Em 1975, Maria das Neves, com pouco mais de 40 anos, foi diagnosticada com câncer de mama. Por esse tempo, ela já era mãe de oito filhos, quatro homens e quatro mulheres. Teria sido de nove, não fosse sua primeira filha falecer poucos dias após o nascimento. Ela enfrentou a dor dessa perda, mas conseguiu se recuperar. Com o tempo, se tornou ainda mais resiliente e forte. Surpreendentemente, apesar de ter tantos filhos, seu corpo exibia traços marcantes de sua juventude. O câncer, seria sua maior prova de fé em Deus.


Ela veio do mato…


Aqueles que emergem da floresta e do mato possuem uma compreensão mais profunda dos propósitos de Deus. Aceitam o destino, permitindo que suas dores e perdas os aproximem do Criador. São agraciados com o dom da humildade e uma fé sincera, ingênua e pura, moldada através do trabalho pesado, de uma disciplina moral e da vida árdua na floresta. Essa observação faz lembrar Lew Tolstoi em sua obra “Uma Confissão”, referindo-se à prática da fé do cristianismo ortodoxo pelos mujiques (camponeses) na Rússia dos Czares.

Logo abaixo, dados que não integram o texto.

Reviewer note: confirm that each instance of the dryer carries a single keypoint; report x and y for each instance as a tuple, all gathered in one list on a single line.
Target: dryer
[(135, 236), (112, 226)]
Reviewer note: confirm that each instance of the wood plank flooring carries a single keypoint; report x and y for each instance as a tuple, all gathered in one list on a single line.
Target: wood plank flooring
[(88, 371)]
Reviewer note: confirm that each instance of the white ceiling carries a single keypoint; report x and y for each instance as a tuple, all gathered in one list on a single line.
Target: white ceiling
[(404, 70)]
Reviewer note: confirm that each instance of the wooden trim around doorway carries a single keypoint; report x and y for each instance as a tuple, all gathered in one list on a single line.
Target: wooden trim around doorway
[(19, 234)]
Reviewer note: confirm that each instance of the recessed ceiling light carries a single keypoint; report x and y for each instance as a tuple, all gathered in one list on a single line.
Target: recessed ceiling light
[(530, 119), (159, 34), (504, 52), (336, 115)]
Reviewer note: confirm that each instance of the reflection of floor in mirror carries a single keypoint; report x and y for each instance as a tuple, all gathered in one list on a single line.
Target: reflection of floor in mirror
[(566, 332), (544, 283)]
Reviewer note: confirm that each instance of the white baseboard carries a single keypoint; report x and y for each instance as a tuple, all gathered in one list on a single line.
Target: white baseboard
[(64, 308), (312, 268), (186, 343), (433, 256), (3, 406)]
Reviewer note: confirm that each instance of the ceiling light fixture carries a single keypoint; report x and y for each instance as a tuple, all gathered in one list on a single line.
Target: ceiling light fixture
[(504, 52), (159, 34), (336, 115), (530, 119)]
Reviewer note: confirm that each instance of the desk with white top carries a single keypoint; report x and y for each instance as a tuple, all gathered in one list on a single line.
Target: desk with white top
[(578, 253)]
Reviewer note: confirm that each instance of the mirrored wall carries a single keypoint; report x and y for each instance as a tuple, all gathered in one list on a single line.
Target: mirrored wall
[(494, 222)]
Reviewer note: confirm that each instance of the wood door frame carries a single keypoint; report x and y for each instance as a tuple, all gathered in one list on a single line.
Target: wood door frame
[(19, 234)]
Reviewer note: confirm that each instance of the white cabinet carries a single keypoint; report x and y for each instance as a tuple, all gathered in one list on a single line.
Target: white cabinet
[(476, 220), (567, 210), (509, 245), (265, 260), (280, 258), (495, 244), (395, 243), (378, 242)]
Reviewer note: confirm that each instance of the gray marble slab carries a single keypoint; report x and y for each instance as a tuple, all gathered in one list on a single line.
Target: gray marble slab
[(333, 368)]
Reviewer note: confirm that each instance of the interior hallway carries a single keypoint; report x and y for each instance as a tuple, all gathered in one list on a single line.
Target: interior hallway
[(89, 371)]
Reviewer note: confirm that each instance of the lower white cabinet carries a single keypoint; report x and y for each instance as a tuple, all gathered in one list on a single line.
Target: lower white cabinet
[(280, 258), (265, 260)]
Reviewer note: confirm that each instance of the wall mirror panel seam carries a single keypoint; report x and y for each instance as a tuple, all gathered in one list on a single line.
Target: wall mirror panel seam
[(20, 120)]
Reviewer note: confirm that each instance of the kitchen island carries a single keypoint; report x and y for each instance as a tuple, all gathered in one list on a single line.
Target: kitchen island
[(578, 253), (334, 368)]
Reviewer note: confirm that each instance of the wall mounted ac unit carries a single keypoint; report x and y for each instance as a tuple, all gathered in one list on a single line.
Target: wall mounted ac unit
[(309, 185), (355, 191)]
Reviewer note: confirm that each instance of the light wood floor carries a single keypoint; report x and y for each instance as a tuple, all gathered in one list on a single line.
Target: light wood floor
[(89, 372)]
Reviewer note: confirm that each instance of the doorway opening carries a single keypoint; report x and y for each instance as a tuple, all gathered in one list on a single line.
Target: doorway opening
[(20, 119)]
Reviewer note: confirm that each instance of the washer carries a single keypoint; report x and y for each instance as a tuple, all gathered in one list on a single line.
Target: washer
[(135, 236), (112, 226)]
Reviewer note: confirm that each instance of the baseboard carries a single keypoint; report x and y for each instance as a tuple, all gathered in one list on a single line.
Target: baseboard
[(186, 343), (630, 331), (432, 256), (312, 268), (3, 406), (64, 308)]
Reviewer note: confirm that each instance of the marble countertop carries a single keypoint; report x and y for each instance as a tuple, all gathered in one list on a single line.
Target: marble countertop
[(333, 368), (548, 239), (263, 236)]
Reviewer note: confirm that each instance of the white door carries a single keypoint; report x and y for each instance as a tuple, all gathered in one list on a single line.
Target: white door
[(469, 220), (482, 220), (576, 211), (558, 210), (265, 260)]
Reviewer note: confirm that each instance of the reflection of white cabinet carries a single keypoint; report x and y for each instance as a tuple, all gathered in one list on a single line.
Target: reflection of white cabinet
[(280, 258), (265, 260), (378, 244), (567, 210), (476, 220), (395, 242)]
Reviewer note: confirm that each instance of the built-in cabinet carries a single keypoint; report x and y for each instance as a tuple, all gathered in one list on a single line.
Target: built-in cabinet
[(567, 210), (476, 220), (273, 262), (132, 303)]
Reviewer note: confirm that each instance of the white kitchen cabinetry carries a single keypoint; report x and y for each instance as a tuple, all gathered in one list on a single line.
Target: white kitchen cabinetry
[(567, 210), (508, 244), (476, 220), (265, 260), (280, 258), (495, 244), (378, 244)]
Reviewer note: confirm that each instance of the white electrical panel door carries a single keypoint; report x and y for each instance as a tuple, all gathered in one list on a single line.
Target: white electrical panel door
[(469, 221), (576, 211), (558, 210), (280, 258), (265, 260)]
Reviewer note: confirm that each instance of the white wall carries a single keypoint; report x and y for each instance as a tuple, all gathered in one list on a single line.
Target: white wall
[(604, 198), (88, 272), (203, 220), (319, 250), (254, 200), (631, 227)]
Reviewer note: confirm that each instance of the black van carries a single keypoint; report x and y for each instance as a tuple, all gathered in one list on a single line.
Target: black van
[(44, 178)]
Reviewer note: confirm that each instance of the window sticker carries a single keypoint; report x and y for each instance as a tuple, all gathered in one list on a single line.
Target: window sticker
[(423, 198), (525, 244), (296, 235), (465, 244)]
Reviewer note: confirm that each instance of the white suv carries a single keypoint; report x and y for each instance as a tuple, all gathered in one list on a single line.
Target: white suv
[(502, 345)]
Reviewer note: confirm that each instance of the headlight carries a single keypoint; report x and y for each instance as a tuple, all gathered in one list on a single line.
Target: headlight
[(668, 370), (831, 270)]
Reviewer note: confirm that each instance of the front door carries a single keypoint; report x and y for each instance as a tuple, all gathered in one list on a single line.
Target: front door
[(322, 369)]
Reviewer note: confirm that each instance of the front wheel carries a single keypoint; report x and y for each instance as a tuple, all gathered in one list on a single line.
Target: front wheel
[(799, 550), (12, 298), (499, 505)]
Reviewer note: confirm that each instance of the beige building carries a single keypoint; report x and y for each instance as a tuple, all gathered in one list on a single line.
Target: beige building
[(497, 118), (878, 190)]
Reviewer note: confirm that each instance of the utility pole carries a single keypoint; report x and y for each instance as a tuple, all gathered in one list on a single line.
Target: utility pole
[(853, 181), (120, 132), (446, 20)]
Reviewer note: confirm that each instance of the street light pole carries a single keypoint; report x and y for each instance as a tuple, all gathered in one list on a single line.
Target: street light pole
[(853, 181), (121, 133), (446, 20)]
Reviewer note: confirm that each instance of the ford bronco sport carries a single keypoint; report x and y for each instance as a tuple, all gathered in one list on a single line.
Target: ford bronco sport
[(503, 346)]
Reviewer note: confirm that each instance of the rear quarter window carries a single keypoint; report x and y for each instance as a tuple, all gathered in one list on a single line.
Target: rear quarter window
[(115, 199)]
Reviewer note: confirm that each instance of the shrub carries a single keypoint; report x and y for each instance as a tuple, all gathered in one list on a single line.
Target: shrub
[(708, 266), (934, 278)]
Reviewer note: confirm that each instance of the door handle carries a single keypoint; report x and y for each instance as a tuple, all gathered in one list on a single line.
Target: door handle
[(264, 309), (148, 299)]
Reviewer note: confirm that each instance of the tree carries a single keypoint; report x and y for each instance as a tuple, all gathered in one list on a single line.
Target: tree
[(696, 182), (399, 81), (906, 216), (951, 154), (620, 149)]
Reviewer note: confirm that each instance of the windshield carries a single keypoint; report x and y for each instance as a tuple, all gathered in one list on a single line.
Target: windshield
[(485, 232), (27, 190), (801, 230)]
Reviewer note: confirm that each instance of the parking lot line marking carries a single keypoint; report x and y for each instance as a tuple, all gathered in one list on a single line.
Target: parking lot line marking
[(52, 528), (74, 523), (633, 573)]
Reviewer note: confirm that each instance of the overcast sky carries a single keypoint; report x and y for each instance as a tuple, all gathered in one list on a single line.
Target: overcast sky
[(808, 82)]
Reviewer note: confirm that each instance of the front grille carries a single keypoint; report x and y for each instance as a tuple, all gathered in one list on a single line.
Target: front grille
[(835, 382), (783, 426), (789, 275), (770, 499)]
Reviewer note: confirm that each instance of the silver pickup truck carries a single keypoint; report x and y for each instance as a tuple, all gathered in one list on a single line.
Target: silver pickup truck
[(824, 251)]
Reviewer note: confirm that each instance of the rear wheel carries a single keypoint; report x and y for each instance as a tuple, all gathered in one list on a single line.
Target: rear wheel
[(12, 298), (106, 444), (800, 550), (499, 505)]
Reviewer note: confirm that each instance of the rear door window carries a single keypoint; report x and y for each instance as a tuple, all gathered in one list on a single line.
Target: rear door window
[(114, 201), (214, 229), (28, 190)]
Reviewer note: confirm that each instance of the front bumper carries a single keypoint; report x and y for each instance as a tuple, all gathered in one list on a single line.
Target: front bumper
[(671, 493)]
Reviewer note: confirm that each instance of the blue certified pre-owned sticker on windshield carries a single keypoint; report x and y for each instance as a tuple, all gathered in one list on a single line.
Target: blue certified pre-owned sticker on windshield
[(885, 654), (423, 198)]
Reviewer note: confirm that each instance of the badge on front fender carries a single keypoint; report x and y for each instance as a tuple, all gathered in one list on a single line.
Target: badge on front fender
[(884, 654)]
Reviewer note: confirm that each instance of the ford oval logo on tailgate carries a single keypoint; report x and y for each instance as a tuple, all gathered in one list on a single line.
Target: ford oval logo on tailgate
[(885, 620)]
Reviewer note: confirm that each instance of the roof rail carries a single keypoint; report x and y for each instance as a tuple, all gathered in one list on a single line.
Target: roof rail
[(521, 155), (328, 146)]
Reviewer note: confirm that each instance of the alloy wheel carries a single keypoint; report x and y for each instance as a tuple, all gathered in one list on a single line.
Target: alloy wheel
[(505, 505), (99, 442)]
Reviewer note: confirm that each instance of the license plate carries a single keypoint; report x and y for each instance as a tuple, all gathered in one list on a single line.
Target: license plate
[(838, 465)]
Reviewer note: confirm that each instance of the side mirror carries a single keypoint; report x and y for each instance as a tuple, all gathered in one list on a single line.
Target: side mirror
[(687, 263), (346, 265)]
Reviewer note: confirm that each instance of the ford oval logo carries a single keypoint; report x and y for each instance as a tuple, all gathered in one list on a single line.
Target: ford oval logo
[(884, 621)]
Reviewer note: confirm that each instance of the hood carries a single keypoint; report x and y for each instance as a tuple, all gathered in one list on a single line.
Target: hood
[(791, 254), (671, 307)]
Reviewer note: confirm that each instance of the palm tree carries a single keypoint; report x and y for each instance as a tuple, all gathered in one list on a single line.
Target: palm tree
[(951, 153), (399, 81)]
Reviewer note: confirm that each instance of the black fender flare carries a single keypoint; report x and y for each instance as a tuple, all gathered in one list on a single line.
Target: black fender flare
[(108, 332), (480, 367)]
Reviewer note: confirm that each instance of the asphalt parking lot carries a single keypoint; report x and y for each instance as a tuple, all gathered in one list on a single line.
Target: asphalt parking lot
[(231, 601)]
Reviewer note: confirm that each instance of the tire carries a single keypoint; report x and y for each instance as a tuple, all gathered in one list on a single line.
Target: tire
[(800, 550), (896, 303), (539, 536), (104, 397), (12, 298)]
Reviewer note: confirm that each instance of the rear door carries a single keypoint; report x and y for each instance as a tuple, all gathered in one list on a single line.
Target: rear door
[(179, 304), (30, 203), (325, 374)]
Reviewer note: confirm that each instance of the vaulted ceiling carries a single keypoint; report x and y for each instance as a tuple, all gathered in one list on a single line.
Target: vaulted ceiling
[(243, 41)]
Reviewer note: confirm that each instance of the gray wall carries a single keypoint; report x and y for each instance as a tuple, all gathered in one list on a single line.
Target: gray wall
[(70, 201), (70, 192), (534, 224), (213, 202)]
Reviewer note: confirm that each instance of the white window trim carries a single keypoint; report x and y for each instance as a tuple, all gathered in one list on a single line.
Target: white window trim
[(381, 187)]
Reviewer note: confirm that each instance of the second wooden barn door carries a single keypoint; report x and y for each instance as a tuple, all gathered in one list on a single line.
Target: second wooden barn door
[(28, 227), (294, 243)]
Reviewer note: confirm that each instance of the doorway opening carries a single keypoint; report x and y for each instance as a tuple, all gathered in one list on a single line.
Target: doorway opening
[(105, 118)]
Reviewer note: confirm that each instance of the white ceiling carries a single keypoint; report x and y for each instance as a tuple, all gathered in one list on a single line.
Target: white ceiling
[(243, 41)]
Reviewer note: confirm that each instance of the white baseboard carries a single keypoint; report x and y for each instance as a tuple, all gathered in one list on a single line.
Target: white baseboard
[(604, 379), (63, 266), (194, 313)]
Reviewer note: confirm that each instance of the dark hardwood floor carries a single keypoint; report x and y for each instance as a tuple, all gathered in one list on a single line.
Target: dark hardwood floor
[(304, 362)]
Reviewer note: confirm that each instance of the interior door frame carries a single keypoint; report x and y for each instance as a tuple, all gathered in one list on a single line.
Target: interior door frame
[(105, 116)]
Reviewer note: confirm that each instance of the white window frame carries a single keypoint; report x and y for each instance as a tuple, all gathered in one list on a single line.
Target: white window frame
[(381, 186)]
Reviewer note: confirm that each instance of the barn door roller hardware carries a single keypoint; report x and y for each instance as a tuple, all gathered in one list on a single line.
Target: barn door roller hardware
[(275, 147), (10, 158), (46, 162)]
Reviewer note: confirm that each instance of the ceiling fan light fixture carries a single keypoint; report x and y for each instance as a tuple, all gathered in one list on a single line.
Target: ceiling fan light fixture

Como Tolstoi, é possível perceber a fé pura nas pessoas que viviam na floresta. Eles veem a divindade nas adversidades, aceitando suas dores como parte do caminho sagrado. Esta é a verdadeira força de sua fé. Não há espaço para murmúrios, queixas ou reclamações. Costumam responder sem pestanejar: É a vontade de Deus. São felizes vivendo assim. É muito comum viveram mais de 80 anos contrariando até a ciência, já que seriam mal alimentados.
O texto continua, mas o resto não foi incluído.